The importance of knowing the vertebral level of SVC is to check for the positioning of the tip of catheter of central venous line on the chest radiograph in ICU patients. Optimal positioning of the tip of a CVC is a complex and controversial subject. A review of the scientific literature on this topic shows strong opinions and conflicting clinical practices. Greenall et al.  proposed that the caudal margins of the clavicles correspond with SVC origin. Na et al.  proposed that the sternal head of a right clavicle and the nipples can also be used as an external marker for placement of CVC in children. However, Aslamy et al.  stated that the use of these structures as radiographic landmarks can lead to substantial errors in CVC tip positioning due to the effect of parallax as these skeletal structures are not located in the same anatomic plane as the SVC. They proposed that an anatomic structure located in proximity to the SVC would be a better radiographic landmark.

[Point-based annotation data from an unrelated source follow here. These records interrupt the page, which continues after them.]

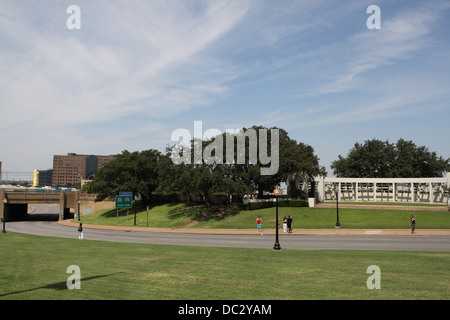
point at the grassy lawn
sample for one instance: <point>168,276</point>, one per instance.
<point>176,215</point>
<point>34,267</point>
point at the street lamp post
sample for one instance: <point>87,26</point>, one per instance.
<point>3,227</point>
<point>338,225</point>
<point>276,246</point>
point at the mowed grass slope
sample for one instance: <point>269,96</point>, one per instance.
<point>34,267</point>
<point>178,215</point>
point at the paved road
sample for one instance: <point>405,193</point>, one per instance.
<point>292,241</point>
<point>403,243</point>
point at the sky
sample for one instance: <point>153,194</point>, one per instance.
<point>135,71</point>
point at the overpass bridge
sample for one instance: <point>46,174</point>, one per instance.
<point>14,203</point>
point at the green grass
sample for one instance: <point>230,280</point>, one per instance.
<point>176,215</point>
<point>34,267</point>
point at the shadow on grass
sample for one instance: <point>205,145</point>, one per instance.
<point>58,286</point>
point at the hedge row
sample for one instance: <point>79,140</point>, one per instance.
<point>270,204</point>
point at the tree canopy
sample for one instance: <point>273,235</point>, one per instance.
<point>381,159</point>
<point>149,172</point>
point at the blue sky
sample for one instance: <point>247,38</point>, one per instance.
<point>138,70</point>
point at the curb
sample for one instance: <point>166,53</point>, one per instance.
<point>346,232</point>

Defalque and Campbell  stated that, when viewed on a standard chest radiograph, the ideal position for a catheter tip is between the fifth and sixth thoracic vertebrae. Rutherford et al.  reported the angle between the right main stem bronchus and the trachea as a radiographic landmark for identifying the cephalad origin of the SVC. However, the use of right tracheobronchial angle is probably not applicable to actual clinical practice because even radiologists find it difficult to identify this landmark particularly on limited quality anteroposterior chest radiographs taken in ICUs and also not useful for left-sided CVC, which is more prone for complications.  Schuster et al. , Mahlon and Yoon,  and Caruso et al.  proposed that the carina was a reliable, simple radiographic marker for the correct placement of a CVC, but this suggestion was based on the examination of embalmed cadavers.
Arai et al.  in their study of 65 Japanese children (2-96 months) found that in approximately 90% of the cases the formation of the SVC was situated above the level of T4/5 interspace. In this study, the SVC was found to form at the level of T3 in 22.91% cases, at T4 in 62.50%, and at T5 in 14.58%. In the present study, the disk between T4-5 was included in T4 vertebra. Thus, in the present study 85.41% cases were above T4-5 interspace, which closely resembles the work of Arai et al. 
Connolly et al.  in their study on 56 Canadian children found that the vertebral level of termination of SVC passed through T6 or the interspace above or below in 92.5% cases. Baskin et al.  in their study of 100 adolescents (12-28 years) from Pittsburgh found that the T7 or T8 is the vertebral level of the SVC-RA junction. In this study, the vertebral level of termination of SVC was found to pass through T5 in 10.41% cases, T6 in 56.25, T7 in 29.16, and T8 in 4.16% cases. The study on the vertebral levels of origin of left common carotid artery, left subclavian artery, and brachiocephalic trunk was not found in literature, but these levels are important for vascular interventions. In this study, the left common carotid artery, left subclavian artery, and the brachiocephalic trunk were found to originate from the arch of aorta at T3 in 27.08% cases, at T4 in 60.41%, and at T5 in 12.50%.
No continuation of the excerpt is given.